Of course, at times refining one machine to do one thing and another to do another (say, one to generate code and another to check it) is possible and desirable. It is documented practice in autogenerated software engineering. A fact that went straight past all our resident luminaries. And I don't mean luminay sarcastically. It simply shows the problem of a person that is expert forming opinions on something they don't yet realize they are not experts on as well.


Since the days of COBOL humanity has been on a quest to make computers read the minds of very mediocre PHB's with overly tight neckties who don't even know what they think it is they want the computer to do in the first place. Generating any code from that is only the next step.
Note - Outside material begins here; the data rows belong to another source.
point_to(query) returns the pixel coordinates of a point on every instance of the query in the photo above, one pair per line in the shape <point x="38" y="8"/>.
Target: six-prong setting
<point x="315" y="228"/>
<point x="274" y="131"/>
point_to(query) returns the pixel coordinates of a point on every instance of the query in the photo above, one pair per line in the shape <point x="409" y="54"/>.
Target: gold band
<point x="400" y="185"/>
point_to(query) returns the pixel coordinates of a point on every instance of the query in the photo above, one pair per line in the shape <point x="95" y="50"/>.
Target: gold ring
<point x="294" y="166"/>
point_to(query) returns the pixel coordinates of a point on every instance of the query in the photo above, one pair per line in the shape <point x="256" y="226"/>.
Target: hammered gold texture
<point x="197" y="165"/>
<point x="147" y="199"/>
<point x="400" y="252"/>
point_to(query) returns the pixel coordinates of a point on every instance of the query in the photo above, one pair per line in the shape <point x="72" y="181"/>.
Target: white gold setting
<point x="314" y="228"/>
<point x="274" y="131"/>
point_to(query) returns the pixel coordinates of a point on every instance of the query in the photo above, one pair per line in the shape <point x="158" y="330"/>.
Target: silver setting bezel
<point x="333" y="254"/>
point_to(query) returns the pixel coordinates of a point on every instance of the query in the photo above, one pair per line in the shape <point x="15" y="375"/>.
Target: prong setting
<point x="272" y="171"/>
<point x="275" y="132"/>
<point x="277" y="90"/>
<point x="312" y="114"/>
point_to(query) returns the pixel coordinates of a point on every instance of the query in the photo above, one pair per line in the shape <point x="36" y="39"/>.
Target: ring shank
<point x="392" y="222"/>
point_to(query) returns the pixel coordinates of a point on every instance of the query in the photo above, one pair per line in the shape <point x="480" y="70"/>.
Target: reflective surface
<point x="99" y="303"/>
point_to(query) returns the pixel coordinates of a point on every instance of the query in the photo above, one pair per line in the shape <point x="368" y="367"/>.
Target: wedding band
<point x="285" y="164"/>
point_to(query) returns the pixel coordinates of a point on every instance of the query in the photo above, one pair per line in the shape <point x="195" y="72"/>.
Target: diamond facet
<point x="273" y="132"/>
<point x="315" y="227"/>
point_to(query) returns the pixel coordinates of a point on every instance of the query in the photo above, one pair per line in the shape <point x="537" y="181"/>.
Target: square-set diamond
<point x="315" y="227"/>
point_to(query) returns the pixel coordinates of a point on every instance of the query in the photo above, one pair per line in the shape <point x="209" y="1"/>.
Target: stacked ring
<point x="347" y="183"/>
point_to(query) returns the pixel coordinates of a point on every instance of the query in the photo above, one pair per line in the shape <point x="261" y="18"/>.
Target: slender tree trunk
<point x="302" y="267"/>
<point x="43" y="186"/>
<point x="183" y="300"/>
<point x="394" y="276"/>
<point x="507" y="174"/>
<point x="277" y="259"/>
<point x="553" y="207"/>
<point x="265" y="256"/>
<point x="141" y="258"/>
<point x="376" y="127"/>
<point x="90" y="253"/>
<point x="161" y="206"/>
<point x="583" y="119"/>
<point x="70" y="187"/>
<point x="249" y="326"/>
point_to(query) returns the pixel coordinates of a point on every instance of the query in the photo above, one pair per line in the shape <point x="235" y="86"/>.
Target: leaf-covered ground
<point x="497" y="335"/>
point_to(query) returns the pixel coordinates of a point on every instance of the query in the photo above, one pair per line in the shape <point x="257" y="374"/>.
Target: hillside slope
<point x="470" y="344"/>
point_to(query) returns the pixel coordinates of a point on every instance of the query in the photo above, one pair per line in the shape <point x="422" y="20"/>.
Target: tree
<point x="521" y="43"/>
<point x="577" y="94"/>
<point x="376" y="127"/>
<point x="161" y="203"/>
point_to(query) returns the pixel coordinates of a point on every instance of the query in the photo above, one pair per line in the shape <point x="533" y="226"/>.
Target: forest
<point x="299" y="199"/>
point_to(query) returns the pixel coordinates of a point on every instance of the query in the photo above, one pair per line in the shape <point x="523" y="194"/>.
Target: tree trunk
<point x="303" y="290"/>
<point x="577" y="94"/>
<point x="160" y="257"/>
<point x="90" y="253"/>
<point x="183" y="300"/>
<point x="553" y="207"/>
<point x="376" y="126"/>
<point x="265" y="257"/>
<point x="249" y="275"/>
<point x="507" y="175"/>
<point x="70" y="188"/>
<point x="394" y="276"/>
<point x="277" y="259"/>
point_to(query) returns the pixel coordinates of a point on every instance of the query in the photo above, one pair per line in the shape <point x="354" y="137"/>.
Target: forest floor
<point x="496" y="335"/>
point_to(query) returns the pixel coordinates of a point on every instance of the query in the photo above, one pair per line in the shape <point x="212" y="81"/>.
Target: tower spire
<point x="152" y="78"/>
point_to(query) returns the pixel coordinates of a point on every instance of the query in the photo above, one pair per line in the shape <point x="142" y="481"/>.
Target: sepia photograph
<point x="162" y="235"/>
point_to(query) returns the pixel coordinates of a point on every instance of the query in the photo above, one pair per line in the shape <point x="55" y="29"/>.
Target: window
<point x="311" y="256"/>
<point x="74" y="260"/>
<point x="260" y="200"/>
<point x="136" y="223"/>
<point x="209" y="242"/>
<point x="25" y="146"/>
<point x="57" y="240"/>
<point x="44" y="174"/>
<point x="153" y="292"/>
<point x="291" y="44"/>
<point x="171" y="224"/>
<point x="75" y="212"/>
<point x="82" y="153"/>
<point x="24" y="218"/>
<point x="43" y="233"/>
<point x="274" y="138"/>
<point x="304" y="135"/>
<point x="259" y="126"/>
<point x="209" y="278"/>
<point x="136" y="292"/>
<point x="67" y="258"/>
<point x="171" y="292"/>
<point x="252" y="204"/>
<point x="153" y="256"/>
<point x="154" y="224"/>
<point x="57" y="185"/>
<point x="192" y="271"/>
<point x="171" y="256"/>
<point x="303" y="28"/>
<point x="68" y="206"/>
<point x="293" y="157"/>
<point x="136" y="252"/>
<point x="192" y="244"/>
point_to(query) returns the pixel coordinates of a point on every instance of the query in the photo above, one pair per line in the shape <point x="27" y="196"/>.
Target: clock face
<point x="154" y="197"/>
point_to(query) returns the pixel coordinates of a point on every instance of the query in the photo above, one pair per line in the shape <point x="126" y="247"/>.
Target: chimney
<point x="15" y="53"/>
It comes after the mind reading + deconfabulation filter and the error correction of stubborn misconceptions PHB's have of what a computer even is, hence what it is and isn't capable of.

There is a miryiad of ways to solve the problem of "how to get the machine to actually know what it is supposed to produce." Sometimes I think the whole "prompt" phenomenon is meant to intentionally confuse people as to how hard this actually is, which in reality is "not much." I think much of the value of "the prompt" is simply as a tool to adapt people to an autogenerated software everywhere paradigm.

Be that as it may, if you could get autogenerated software to produce a kernel written in human code that far outstrips a human built kernel, then figuring out the prompt seems like a banal afterthought as an accomplishment does it not?
 
See my reply to Crivens. This would be very relevant for people, who design conceptually first and output code after. An autogenerated software has no concepts, it has to arrive at the correct code by guessing it. In that scenario, language-foo acquires a higher ratio.

Hey I wasn't replying to LLM part specifically. But about the attempt of Linux (the project) to draw new developer blood by introducing a language that is rising in popularity.

My claim is it's never the language, but the domain.
 
Ah, I see what you meant.

Frankly, I very much doubt popularity was the real reason. That may have been the way (apparently very convincingly) it was sold to Torvalds, but the entire contention is laughable.

What it might do is draw in the kind of blood that can streamline autogenerated software participation with the least amount of ruffles.

C programmers would jump right on that shit. These Rust cultists are far more likely to go "listen just for now while we gain ground."
 
I think big companies have found that having a free, operational kernel software they can all share is very useful for them, and that they don't want to see some new Microsoft come in and make it all proprietary again. Torvalds lives in some apartment I think. Imagine how much savings for those other companies that thye don't have to pay their software kernel people, or spend hundreds of millions in agreeing on shifting standards.

I think they will do what has to be done to keep it afloat. I at this point cannot understand a universe except where Rust was created on purpose just for this task.